Los Angeles è così il luogo dove ogni cosa può accadere, dove finzione e realtà si mischiano, dove anche un ragazzo di sedici anni può aprire un negozio di successo o una ragazza al suo primo provino a Hollywood può ritrovarsi a cena con le grandi star del cinema. In questa città le vicende dei protagonisti si incrociano con personaggi ed eventi reali. Nel film viene dunque rappresentata la già citata, e profetica, crisi energetica del 1973 o la campagna elettorale per l’elezione del nuovo sindaco e, ancora, la personalità sopra le righe del produttore cinematografico Jon Peters (Bradley Cooper), marito della famosissima attrice Barbra Streisand. Il tutto in un vortice che toglie il fiato di episodi che sanno strappare una risata e poi una lacrima.
P.T. Anderson crea così un’atmosfera magica e positiva, dalle tonalità chiare e romantiche sulle note di vecchi vinili, nella quale Gary e Alana si inseguono colmi di una volontà capace di creare il destino e la stessa realtà.
Tra i due giovani, intorno ai quali ruota l’intero film, è lei a colpire maggiormente. Eppure, l’attrice non appare subito convincente nella sua prima comparsa sul grande schermo: troppo pura e smaliziata, completamente differente da qualsiasi tipologia di protagonista hollywoodiana vista nell’ultimo periodo, porta al cinema una sensualità in antitesi con i canoni attuali richiesti dall’industria. P.T. Anderson propone, dunque, una protagonista entusiasmante, dalla vitalità contagiosa, che si innamora di un ragazzo di dieci anni più piccolo e che con forza combatte per il suo futuro e contro ogni stereotipo sociale.
In effetti, Licorice Pizza, in inglese, sta a indicare letteralmente una pizza alla liquirizia, quindi una pizza di colore nero, proprio come il vinile. Licorice Pizza, in più, è l’acronimo di LP. Non è un caso che in questo film la musica assuma un ruolo centrale: infatti, non solo la colonna sonora è estremamente ben composta (Jonny Greenwood, già candidato all’Oscar 2022 con Il potere del cane), con il riadattamento di tanti classici anni Settanta, ma è proprio l’ingrediente che permette al film di arrivare ad avere quell’atmosfera onirica che tanto lo contraddistingue.
Licorice Pizza è una pellicola coinvolgente che ragiona sui confini della rappresentazione scenica e cinematografica, che accoglie la forza dell’immaginazione. Un film un po’ melanconico di un periodo della giovinezza nel quale tutto può essere, ma che passerà. Queste consapevolezze aleggiano sui personaggi e ne risvegliano l’animo tipicamente americano.

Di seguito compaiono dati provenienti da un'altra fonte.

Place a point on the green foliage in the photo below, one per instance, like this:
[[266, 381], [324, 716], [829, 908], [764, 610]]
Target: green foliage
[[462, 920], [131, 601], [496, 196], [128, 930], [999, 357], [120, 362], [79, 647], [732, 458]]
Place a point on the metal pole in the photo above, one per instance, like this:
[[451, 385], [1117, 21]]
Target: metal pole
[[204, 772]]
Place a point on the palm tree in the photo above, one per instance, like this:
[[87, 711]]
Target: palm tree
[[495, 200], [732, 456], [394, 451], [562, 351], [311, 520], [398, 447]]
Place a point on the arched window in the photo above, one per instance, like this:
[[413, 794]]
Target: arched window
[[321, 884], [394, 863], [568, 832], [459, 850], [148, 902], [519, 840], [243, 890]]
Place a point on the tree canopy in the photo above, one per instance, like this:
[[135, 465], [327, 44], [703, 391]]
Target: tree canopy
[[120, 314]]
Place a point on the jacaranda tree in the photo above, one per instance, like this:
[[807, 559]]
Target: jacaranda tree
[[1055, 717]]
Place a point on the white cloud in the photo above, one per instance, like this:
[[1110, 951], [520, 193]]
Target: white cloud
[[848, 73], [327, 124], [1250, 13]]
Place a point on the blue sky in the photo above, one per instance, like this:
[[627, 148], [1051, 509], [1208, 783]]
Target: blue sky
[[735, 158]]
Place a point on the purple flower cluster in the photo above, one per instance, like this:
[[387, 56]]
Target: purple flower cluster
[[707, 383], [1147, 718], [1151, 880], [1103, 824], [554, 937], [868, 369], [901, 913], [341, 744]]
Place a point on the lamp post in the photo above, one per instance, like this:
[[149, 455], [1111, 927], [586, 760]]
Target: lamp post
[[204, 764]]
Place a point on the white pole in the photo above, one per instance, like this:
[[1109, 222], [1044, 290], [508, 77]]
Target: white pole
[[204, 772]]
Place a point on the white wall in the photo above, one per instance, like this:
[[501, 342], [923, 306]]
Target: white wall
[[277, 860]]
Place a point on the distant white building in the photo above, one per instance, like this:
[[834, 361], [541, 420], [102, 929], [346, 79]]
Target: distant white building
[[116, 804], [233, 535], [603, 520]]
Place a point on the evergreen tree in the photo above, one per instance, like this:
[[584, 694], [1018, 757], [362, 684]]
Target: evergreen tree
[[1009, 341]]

Infine, c’è da dire che le vicende comiche e meno comiche dei protagonisti sono talmente travolgenti che verrebbe voglia di farne parte, di partecipare, con loro, a quella magia. Magia che forse sta proprio nella bellezza della finzione, nell’essenza della settima arte. Un gran bel film, dunque, che riscopre il significato di “cinema”.